Helping Students with Reading Challenges
Have the students read aloud.
What are some ways you can help students with reading deficiencies?
Tutoring is always helpful. Spending some one on one time with a student encourages the student to try harder.
I like your ideas and thoughts of how to help students with reading challenges. It is how I over came my reading challenges growing up,it was what worked for me!
Students do love positive feed back, and I try to give positive feedback all the time. Even if the student is not right I try to find the positive lining in their ideas.
What other help can you offer, Esther, when your time is limited?
Good work!
Jane Davis
ED106 Facilitator
I have every student in my class of 37 read a portion from the text every day. By doing so I engage the student and assess his/her reading ability at the same time. I also have the student explain to me what he/she has understood the reading to mean. By doing so I also assess the student's comprehension ability.

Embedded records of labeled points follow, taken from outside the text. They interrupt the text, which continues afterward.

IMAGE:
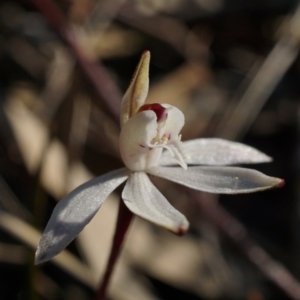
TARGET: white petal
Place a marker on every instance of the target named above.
(213, 151)
(219, 180)
(75, 211)
(135, 141)
(137, 92)
(146, 201)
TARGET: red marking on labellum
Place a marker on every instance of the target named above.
(181, 231)
(281, 183)
(159, 110)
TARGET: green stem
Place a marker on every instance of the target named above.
(123, 222)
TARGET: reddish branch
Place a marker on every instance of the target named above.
(123, 222)
(92, 69)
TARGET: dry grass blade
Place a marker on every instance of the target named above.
(238, 120)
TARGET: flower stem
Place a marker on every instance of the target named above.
(123, 222)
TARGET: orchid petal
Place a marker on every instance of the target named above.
(213, 151)
(145, 200)
(219, 180)
(137, 92)
(75, 211)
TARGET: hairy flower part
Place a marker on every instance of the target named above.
(142, 139)
(150, 143)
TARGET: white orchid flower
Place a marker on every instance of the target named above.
(150, 143)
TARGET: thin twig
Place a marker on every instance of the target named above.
(92, 69)
(238, 120)
(123, 222)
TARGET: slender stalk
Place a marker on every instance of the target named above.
(92, 69)
(123, 222)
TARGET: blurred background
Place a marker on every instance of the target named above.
(231, 66)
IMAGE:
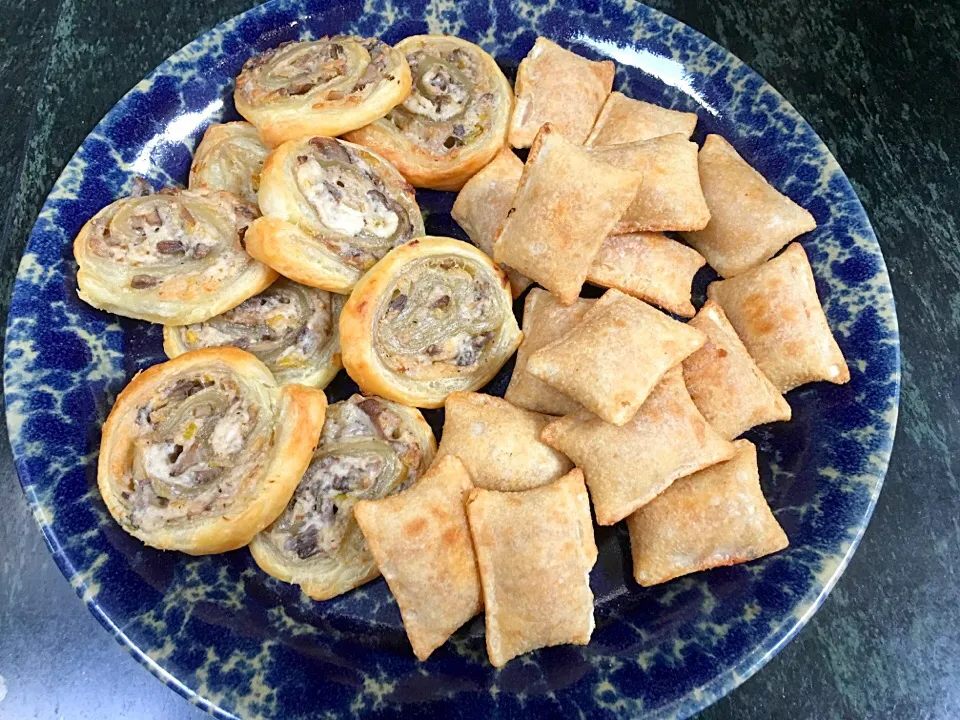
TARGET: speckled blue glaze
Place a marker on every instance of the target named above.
(239, 643)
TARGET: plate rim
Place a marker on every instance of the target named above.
(687, 705)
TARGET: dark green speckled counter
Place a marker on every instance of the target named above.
(877, 80)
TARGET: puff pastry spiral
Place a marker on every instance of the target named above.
(453, 122)
(433, 317)
(321, 87)
(230, 157)
(332, 210)
(292, 328)
(370, 448)
(202, 452)
(174, 257)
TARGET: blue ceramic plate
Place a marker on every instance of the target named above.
(237, 642)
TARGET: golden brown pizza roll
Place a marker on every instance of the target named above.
(535, 550)
(725, 383)
(624, 120)
(712, 518)
(370, 448)
(776, 312)
(567, 203)
(291, 328)
(613, 358)
(669, 198)
(749, 219)
(421, 542)
(230, 157)
(483, 203)
(453, 122)
(323, 87)
(627, 466)
(649, 266)
(174, 257)
(332, 210)
(433, 317)
(545, 319)
(499, 444)
(202, 452)
(559, 87)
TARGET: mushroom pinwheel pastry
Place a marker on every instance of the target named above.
(333, 209)
(292, 328)
(174, 257)
(369, 449)
(433, 317)
(453, 122)
(230, 157)
(324, 87)
(202, 452)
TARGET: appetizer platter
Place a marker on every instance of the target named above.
(398, 364)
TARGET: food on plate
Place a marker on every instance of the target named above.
(712, 518)
(612, 359)
(422, 546)
(322, 87)
(202, 452)
(623, 119)
(498, 443)
(724, 382)
(331, 211)
(750, 220)
(453, 122)
(648, 266)
(669, 198)
(559, 87)
(291, 328)
(369, 448)
(174, 257)
(231, 442)
(776, 312)
(535, 549)
(567, 203)
(433, 317)
(628, 466)
(545, 319)
(229, 157)
(483, 203)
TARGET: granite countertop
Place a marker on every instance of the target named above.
(877, 80)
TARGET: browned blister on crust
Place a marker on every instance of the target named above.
(483, 202)
(499, 444)
(544, 320)
(725, 383)
(648, 266)
(535, 550)
(421, 542)
(567, 203)
(750, 220)
(613, 358)
(777, 314)
(627, 466)
(559, 87)
(713, 518)
(624, 120)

I have students with reading deficiencies read articles on topics they enjoy as a start. I have used life application to incorporate the material in class. I have them break down the material to me for understanding. This is a gradual building which requires work outside the class and small projects to monitor progress.
I return all assignments with detailed feedback on content and writing skills. If their writing skills are bad, I will suggest tutorials and additional help to get them up to speed.
In my case, when I relize the student is having reading or any other diffulctly I try to break down the subject into sections and have them do it section by section as to not overwhelm them.Afterward I will most always do a demo on the subject at hand to help clear up any issues they might have
I have used the white board with lots of illustrations when I have had students with reading deficiencies.
I would first assess to see if there is a pattern to discern - is it comprehension or the process of reading. If they can orally repeat back the knowledge then I would (gently) work to uncover if they even recognize they have a problem. If so, discuss what kind of experiences have they had in the past (positive and negative) and work to create success by engaging tutors and other resources as appropriate.
Take your time!! This is super important and something that should be focused on with the "reading deficient" learner. It is also important to "leverage" what the reading deficient learner already knows to the new material taught in the classroom.
I find that requiring a "rough draft" of a
student paper in "outline" (not paragraph) form
about halfway (time-wise) before the final paper
is due, -helps a great deal. [This "draft" is marked & returned before the final paper is due.] The "rough draft" achieves 3 goals:
(1)it forces the student to get to work on the paper and not wait until the "night before" due, (2)students are forced to "organize" the idea layoutof their paper, logically listing the main ideas in it, and
(3)they get feed-back & can incorporate changes & corrections into their final paper
I do the same thing before students get to the due date on writing assignments, including the planning stage. I think it's important to give the students guidance along the way. I assign various weights to the outlines and rough drafts so that the final mark does not come down to the final copy. I think this helps students who may have weaker writing and reading skills and therefore may be more reluctant than some other students to participate in the challenge of writing.
Greetings Stephen!
Excellent point! I think this is where admissions should act more responsibly when enrolling students with English as a second language. The goal is to ensure that students can be successful under normal/reasonable circumstances.
Good job!
Jane Davis
ED106 Facilitator
Reading is very technical and in depth medical text in our program so you have to have an excellent grasp of the English language particularly with the drugs and pharmacology that we administer. We really can't have people in our program succeed unless they have a good grasp of English at this level so this is taken care of at the front end of the admissions process.
Hi Brandon!
I am curious how you approach a student once you have realized their challenge? It's my opinion that this is the most difficult part for an instructor because we never want to treat a student like they are different.
Thanks and keep up the good work!
Jane Davis
ED106 Facilitator
Once the issue is recognized asking the student what they use for the issue sometimes keeps them in there own comfort zone, by doing this the student does not loose confidence.